With its stunning cover, contrasting the architectural details of the Sheikh Zayed Grand Mosque with the elemental sand which is its underpinning, Denise Roig’s collection of interconnected stories opens a vibrantly exotic and alien world to English-speaking readers. Illustrating the disparities of social life within the United Arab Emirates as lived by those who make up its oil-rich economy, these stories highlight universal themes within domestic circumstances which every reader will be able to appreciate: a pastry chef from Egypt, so poor he has to sleep inside a flour bag, wants to present a special gift to the sheikh he admires and who employs him; a Filipina servant woman begs to borrow a cellphone from a neighbor woman in order to escape her abusive circumstances; a doctor delivers the baby of a fourteen-year-old girl, who has no idea what is happening to her; a limo driver voluntarily takes the obnoxious son of his employer to see an experimental “green city” where both learn an important lesson; a newcomer to Abu Dhabi endangers the status quo by “overpaying” her help; an Anglican priest, a Catholic bishop, and a sheikh meet to discuss how to bring the country into the twenty-first century in terms of its thinking.

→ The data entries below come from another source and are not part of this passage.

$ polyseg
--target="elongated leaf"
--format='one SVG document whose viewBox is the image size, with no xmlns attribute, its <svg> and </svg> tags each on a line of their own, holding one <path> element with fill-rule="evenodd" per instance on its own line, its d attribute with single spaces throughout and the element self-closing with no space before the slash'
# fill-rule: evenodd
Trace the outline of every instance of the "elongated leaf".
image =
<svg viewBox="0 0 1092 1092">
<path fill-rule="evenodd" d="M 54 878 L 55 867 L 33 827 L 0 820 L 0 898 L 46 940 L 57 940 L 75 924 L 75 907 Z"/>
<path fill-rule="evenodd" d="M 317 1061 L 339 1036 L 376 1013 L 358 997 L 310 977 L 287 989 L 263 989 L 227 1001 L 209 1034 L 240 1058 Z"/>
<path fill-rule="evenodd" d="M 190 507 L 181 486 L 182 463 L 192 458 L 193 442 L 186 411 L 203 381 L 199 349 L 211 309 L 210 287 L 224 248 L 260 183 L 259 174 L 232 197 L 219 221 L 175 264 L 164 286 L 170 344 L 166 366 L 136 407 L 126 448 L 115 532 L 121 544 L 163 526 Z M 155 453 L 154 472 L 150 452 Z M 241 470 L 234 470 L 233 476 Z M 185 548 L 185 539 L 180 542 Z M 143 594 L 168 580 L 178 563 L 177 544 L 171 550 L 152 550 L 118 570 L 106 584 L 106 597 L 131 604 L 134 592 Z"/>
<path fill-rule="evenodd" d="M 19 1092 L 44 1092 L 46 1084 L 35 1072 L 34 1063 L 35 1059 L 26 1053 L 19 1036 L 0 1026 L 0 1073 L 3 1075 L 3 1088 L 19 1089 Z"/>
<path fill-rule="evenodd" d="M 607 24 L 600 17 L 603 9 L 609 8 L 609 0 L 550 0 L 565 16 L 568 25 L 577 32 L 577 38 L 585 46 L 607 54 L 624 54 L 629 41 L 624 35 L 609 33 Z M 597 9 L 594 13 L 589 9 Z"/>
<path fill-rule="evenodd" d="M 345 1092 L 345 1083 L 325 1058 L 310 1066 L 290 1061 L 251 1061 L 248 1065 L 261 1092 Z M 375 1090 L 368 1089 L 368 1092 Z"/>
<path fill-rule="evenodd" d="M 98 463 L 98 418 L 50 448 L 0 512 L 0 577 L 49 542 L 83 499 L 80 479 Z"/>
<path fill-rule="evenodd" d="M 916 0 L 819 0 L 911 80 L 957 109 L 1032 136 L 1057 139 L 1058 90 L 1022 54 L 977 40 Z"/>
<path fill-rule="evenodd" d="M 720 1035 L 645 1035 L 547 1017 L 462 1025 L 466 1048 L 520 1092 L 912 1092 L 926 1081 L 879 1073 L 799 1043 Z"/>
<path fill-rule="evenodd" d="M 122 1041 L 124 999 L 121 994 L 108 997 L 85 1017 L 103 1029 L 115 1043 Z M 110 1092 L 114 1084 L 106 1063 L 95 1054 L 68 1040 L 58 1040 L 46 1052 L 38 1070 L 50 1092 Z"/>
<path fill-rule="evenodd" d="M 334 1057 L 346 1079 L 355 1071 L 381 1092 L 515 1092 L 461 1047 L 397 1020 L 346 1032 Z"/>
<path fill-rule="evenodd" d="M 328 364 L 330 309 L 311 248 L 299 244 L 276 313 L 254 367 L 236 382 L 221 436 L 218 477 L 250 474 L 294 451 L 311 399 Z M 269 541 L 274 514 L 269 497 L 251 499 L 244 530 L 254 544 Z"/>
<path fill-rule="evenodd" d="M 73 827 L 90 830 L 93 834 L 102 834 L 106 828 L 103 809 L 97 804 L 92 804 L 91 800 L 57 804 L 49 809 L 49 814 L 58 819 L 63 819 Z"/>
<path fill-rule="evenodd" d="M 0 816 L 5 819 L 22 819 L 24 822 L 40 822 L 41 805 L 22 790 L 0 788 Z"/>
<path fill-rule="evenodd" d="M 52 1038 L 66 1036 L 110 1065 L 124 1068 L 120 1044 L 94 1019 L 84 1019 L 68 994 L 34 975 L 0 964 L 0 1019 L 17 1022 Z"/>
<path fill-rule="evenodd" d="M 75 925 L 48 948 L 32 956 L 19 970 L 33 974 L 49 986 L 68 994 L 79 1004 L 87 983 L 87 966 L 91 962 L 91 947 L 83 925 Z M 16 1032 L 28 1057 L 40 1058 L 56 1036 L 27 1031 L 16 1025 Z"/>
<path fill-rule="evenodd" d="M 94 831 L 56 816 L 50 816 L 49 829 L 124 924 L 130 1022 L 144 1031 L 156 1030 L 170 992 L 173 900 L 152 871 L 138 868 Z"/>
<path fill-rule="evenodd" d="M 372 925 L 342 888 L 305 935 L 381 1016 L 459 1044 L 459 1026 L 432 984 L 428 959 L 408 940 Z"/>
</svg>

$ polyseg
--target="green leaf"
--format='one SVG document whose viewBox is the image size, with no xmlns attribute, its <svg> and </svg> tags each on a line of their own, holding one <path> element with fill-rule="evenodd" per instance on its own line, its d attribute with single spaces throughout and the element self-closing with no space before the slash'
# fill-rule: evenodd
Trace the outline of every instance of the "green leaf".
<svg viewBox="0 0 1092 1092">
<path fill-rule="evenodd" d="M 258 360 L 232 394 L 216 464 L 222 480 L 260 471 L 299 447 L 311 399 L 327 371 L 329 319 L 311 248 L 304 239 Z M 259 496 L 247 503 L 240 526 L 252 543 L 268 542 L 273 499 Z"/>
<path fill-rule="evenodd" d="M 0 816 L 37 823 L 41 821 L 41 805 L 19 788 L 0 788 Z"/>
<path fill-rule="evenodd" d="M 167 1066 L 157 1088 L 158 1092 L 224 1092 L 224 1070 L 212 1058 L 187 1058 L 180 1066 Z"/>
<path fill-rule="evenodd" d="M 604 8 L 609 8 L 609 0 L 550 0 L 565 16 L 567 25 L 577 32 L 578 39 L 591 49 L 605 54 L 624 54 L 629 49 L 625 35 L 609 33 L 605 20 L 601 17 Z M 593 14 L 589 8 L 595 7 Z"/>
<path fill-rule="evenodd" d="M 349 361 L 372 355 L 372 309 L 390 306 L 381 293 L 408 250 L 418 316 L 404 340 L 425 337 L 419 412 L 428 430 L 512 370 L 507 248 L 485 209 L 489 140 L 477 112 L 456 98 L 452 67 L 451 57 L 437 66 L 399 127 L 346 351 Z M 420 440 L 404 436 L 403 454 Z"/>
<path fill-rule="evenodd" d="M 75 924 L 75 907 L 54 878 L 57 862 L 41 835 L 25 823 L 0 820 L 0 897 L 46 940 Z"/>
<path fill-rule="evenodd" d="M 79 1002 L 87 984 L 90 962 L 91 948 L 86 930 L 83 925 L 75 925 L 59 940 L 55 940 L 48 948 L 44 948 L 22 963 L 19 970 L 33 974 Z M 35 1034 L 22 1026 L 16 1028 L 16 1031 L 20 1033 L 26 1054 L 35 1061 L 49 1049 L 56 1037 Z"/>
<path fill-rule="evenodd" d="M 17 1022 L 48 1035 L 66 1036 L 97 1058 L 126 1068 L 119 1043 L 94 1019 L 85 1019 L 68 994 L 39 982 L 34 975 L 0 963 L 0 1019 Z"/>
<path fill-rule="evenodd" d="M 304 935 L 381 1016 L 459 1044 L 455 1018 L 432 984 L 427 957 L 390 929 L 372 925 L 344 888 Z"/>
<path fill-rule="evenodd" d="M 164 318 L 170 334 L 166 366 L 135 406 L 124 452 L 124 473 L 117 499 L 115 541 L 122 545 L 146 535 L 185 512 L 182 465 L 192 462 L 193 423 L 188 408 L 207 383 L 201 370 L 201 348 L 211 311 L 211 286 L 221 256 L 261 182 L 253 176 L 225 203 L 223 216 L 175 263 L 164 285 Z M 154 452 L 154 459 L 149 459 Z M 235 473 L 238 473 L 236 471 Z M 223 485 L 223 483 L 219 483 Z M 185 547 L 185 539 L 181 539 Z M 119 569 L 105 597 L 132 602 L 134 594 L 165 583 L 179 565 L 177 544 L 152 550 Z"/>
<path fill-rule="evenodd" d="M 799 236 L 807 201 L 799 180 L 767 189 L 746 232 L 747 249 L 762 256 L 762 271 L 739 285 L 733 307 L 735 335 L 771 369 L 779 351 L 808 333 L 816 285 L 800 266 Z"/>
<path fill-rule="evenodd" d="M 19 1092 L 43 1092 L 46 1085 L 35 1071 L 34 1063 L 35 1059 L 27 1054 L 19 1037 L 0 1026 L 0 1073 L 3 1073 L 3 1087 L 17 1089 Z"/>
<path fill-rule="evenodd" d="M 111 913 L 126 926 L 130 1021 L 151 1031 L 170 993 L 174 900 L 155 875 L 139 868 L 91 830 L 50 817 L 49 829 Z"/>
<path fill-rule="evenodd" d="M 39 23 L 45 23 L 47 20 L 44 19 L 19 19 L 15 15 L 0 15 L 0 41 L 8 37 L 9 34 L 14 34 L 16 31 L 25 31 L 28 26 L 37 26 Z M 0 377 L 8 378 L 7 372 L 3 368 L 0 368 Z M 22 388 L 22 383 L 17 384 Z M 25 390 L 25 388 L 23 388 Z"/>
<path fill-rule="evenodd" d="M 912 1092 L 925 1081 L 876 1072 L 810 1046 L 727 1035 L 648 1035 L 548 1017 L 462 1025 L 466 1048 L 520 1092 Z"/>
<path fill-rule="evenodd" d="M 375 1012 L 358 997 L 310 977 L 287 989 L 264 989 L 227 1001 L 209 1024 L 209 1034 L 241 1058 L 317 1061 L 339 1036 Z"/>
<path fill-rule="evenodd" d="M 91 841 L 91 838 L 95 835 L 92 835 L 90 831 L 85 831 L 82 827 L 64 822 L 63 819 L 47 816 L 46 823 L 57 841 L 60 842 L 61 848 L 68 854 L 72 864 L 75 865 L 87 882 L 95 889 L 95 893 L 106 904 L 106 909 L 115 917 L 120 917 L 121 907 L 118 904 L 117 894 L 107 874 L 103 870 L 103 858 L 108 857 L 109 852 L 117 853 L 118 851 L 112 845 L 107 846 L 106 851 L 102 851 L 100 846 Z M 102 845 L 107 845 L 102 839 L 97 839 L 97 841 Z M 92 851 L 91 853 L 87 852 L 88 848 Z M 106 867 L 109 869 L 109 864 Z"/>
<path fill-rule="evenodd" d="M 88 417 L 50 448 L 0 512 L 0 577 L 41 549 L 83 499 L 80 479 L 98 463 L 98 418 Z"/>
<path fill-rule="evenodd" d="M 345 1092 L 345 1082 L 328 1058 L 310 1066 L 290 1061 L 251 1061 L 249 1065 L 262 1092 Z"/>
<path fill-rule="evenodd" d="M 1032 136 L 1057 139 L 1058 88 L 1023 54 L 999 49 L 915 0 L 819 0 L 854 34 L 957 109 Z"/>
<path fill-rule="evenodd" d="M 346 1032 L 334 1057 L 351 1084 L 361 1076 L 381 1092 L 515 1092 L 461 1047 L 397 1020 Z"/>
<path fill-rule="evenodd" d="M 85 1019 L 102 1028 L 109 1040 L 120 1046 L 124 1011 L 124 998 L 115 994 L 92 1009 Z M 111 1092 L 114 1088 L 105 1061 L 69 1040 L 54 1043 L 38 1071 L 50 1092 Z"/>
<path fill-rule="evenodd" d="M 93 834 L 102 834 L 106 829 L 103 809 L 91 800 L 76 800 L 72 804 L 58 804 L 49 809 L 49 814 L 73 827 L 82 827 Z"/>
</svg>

These are just a few of the characters who come and go and sometimes overlap within these stories illustrating the impossible riches held by the sheikhs and their families and the almost unimaginable poverty in which their help lives and tries to earn money to send home to their hungry families in other countries. The only members of the middle class who appear here are the educated foreign professionals who have been hired to work for Emirati businesses or as teachers, doctors, and nurses. The author walks a fine line here, clearly admiring the work of some of the sheikhs who care about the country at large and work toward its improvement, and her abhorrence of the abuses visited upon helpless, usually immigrant, employees by their bullying employers, who often take the passports of their help so that they cannot leave and cannot complain about long hours and often withheld wages and food. The stories of the educated foreigners making reasonable salaries become the literary buffers between the very rich and the very poor, enabling the author to make her points about all aspects of society without constantly resorting to black and white stereotypes. The biggest difference among these groups is that only the middle class is really free to leave.
The professional class here has come primarily from the United States, England, Canada, Scotland, and other first world, mostly English-speaking, countries, bringing their values and goals with them and forming their own societies within the complexes in which they live. The poor here – employed primarily as nannies, cooks, housekeepers, and maids – come from the Philippines, Egypt, Indonesia, Pakistan, and Palestine. These poor immigrant women live primarily with the families for whom they work, their movements constantly under watch, their freedoms severely curtailed. The poor men tend to live in labor camps and dorms, sometimes with twelve men to a bunk, and while they have more freedom, their lives and choices are almost as limited as those of the women. Shifting points of view allow people from each of these groups to speak directly to the reader.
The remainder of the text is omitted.